Давний друг поэта Лев Лосев в статье "О любви Ахматовой к "Народу"…" совершенно точно оценил стихотворение, как продолжившее ахматовскую традицию любви к своему народу, своей стране и своему языку, как стихотворение "великого замысла".


Не обманешь народ. Доброта — не доверчивость. Рот,


Говорящий неправду, ладонью закроет народ,


И такого на свете нигде не найти языка,


Чтобы смог говорящий взглянуть на народ свысока.



Путь певца — это родиной выбранный путь,


И куда ни взгляни — можно только к народу свернуть,


Раствориться, как капля, в бессчетных людских голосах,


Затеряться листком в неумолчных шумящих лесах.



Многочисленное либеральное окружение поэта приняло "Народ" враждебно. Стихотворение вошло во второй том знаменитого марамзинского четырехтомника, запущенного широко в самиздат. Позже его предлагали включить в разные сборники и антологии, но либералы были начеку. Даже Иосифа Бродского они до сих пор тщательно цензурируют и лишнее убирают от глаз широкого читателя.

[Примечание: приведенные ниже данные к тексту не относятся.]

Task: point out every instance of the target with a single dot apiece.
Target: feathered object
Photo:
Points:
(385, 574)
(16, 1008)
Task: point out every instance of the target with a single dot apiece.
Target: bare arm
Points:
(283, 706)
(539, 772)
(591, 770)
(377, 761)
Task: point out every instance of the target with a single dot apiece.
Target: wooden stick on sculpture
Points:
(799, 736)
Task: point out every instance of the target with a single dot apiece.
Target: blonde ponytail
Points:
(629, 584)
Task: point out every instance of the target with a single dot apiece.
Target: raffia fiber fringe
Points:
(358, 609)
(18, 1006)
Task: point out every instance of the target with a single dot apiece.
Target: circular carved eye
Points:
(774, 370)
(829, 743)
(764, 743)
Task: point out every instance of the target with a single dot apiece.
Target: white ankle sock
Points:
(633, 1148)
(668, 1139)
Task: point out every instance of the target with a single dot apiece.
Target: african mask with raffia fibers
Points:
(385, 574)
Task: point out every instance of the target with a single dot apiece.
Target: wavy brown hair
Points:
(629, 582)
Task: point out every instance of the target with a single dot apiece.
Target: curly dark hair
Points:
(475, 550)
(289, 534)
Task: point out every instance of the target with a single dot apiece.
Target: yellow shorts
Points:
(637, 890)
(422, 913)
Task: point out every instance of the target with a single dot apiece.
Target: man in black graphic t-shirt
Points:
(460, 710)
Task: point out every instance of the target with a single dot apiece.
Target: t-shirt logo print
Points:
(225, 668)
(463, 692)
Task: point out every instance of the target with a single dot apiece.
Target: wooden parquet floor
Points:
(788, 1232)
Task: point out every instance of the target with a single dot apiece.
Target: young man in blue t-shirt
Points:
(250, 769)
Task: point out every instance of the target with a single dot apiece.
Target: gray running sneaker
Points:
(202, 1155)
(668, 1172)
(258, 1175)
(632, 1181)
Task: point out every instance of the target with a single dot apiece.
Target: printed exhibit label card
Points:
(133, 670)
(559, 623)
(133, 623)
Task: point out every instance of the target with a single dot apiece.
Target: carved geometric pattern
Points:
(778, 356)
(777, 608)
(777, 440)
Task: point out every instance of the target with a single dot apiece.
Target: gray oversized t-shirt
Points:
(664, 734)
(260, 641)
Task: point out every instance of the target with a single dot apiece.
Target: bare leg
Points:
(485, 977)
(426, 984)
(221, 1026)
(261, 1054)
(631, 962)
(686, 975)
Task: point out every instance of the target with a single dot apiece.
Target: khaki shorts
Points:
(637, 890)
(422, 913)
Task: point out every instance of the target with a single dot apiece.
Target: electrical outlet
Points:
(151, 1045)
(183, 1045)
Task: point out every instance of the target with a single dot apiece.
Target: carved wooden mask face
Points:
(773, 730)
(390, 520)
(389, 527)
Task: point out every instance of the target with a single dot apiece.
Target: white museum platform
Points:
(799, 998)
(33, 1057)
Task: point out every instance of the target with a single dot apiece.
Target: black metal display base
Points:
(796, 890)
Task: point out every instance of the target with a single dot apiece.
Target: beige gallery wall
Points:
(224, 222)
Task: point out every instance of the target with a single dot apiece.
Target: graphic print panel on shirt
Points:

К примеру, два прекрасных стихотворения, посвященные Глебу Горбовскому, или же стихотворение о Тарасе Шевченко. Вот и стихотворение "Народ" Анатолий Найман, Андрей Сергеев и другие создатели культа мученичества Бродского в северной глуши, восприняли, как "паровозик", написанный в надежде на снисхождение властей. С каких пор наши власти полюбили народность в поэзии, воспылали любовью к Николаю Клюеву, Сергею Есенину или Николаю Рубцову и Николаю Тряпкину? Здесь скорее заметно противостояние простого народа — и власти, народа, терпящего страдания и лишения, но терпеливого, доброго, работящего, и — великого в своём бесстрашии, "выше звёзд: в человеческий рост!" Нет, никогда народность не была в чести у партийного начальства, её боялись иной раз больше, чем диссидентства (читай распоряжения Андропова о "русизме"). Да и стала бы больная Ахматова, как за лекарство для души, хвататься за конформистское заказное вымученное стихотворение? По себе меряют мелкие стихотворцы.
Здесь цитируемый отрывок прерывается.